Thanks to David Hoppe for taking my paper critiquing the IPS dress code seriously (News, “IPS Dresses for Success,” March 21-28). People’s comments at the recent IPS meeting and to The Star make me feel the new policy is very divisive, in fact too divisive. The sense that forcing urban youth and IPS’ middle class into the sameness of school uniforms will tear IPS apart makes me feel that the board and administration need to stop and take a closer look at how to “fix” IPS. The so-called public meetings to discuss the dress code are a sham and an insult to the open intellectual debate our public schools stand for. Why would the public be invited to discuss a policy that has already been decided? Doesn’t IPS realize how bad this makes them look?

When institutions and the people who run them become the most impotent, they resort to coercion masquerading as sane, well-thought-out policy.

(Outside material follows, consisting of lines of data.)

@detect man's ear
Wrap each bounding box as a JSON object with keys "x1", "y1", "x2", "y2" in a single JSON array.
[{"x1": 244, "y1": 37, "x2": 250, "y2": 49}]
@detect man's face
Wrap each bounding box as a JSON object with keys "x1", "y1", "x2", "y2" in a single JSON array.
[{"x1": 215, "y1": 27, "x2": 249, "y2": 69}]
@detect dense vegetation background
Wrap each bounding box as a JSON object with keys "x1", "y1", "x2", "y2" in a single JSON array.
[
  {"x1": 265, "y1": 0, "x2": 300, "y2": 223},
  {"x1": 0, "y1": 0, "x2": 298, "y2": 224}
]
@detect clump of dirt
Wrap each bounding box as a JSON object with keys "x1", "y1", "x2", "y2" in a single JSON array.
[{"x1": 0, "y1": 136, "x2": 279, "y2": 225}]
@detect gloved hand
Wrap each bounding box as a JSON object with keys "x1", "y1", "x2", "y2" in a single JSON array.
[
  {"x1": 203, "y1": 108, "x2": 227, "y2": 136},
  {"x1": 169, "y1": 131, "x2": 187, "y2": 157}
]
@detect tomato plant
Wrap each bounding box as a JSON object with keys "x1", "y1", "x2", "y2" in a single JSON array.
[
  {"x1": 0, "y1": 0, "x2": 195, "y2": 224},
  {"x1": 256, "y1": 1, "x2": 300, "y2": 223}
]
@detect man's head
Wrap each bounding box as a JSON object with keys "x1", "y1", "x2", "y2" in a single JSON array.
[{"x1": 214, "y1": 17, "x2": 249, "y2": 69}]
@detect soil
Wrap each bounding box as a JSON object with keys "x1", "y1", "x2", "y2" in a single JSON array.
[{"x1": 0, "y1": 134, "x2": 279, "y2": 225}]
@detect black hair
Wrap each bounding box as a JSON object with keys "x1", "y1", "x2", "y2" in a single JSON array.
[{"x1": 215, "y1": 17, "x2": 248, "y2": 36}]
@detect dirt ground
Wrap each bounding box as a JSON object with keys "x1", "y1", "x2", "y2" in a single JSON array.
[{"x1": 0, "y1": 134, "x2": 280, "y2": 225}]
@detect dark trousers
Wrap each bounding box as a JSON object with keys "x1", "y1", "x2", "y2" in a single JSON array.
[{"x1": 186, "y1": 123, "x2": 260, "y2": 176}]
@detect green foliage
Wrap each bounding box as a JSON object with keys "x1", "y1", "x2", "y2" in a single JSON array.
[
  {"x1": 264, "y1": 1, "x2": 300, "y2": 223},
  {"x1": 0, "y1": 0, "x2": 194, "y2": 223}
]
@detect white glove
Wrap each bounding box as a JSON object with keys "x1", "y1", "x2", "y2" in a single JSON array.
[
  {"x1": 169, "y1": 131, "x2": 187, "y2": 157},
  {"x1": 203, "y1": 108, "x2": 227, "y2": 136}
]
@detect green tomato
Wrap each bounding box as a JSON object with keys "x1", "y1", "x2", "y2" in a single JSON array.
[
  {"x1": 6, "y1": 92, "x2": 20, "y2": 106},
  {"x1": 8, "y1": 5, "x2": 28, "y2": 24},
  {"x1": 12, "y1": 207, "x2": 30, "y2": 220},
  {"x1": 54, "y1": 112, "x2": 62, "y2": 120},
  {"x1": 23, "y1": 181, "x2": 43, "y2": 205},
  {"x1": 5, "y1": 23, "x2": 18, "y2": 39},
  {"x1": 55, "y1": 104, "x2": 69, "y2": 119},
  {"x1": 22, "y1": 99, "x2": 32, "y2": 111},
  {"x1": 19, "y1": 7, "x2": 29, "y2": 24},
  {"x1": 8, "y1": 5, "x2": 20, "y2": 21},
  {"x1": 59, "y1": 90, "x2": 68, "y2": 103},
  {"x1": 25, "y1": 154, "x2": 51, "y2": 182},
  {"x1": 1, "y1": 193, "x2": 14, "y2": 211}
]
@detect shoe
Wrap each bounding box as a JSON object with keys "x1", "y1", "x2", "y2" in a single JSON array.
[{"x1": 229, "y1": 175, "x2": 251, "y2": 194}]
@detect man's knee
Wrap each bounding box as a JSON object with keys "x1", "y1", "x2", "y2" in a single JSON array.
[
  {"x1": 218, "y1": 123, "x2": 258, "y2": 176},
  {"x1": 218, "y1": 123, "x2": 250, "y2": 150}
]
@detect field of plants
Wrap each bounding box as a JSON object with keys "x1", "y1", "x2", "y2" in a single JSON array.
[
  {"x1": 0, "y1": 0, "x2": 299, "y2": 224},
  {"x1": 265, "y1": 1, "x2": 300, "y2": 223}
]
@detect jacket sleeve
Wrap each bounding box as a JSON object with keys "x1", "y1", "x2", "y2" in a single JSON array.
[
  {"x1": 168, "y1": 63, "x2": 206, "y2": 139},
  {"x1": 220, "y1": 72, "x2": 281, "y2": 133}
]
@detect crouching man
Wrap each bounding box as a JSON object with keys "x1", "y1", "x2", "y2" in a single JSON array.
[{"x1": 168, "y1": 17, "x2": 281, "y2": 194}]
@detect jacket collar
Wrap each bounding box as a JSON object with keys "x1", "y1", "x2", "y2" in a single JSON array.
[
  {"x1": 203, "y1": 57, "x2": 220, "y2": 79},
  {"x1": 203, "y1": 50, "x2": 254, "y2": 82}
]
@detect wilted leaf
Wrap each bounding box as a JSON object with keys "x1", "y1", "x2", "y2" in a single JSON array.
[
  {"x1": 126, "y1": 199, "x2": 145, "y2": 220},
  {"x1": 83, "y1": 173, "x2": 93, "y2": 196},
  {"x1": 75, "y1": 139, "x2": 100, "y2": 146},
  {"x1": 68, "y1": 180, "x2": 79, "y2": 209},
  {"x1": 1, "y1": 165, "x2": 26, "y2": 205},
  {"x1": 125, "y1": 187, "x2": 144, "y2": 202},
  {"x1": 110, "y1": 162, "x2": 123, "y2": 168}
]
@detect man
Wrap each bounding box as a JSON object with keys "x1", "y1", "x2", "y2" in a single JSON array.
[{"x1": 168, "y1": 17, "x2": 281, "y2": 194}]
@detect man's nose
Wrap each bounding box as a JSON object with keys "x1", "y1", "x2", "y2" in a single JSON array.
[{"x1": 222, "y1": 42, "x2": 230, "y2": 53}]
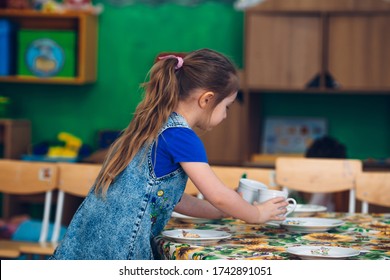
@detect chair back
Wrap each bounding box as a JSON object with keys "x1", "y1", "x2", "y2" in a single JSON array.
[
  {"x1": 51, "y1": 163, "x2": 102, "y2": 242},
  {"x1": 356, "y1": 172, "x2": 390, "y2": 213},
  {"x1": 185, "y1": 165, "x2": 276, "y2": 196},
  {"x1": 275, "y1": 157, "x2": 362, "y2": 213},
  {"x1": 57, "y1": 162, "x2": 102, "y2": 197},
  {"x1": 0, "y1": 159, "x2": 58, "y2": 243},
  {"x1": 0, "y1": 159, "x2": 58, "y2": 194}
]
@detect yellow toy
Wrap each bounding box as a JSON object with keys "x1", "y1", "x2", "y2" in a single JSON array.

Mandatory school uniforms is a sign we’ve reached the bottom. IPS does not know what else to do but to weed out the powerless and the mavericks, and reward conformity.

We Americans are too intelligent. We can come up with something we can all agree on. We do not have to resort to simplistic and cynical ideas that attempt to force our children to like our public schools. That’s what totalitarian regimes have to do, not us. What kind of message does this send to our children and the world about our society and our schools? Our children are born curious and motivated to learn. We can make learning compelling and wonderful without humiliating them and making ourselves look powerless and desperate.

School uniforms are a cynical and simplistic response from educators and politicians to a post-modern world of social and technological complexities so profound and enormous they produce a stunning sense of suspicion and uneasiness. By convincing ourselves we can control youth culture through school uniforms, we hope to reduce these complexities, finding meaning in a world we are creating to fulfill our dreams — yet one in which we will not be around to experience and be accountable to. That’s why school uniforms are what’s best for adults, not children.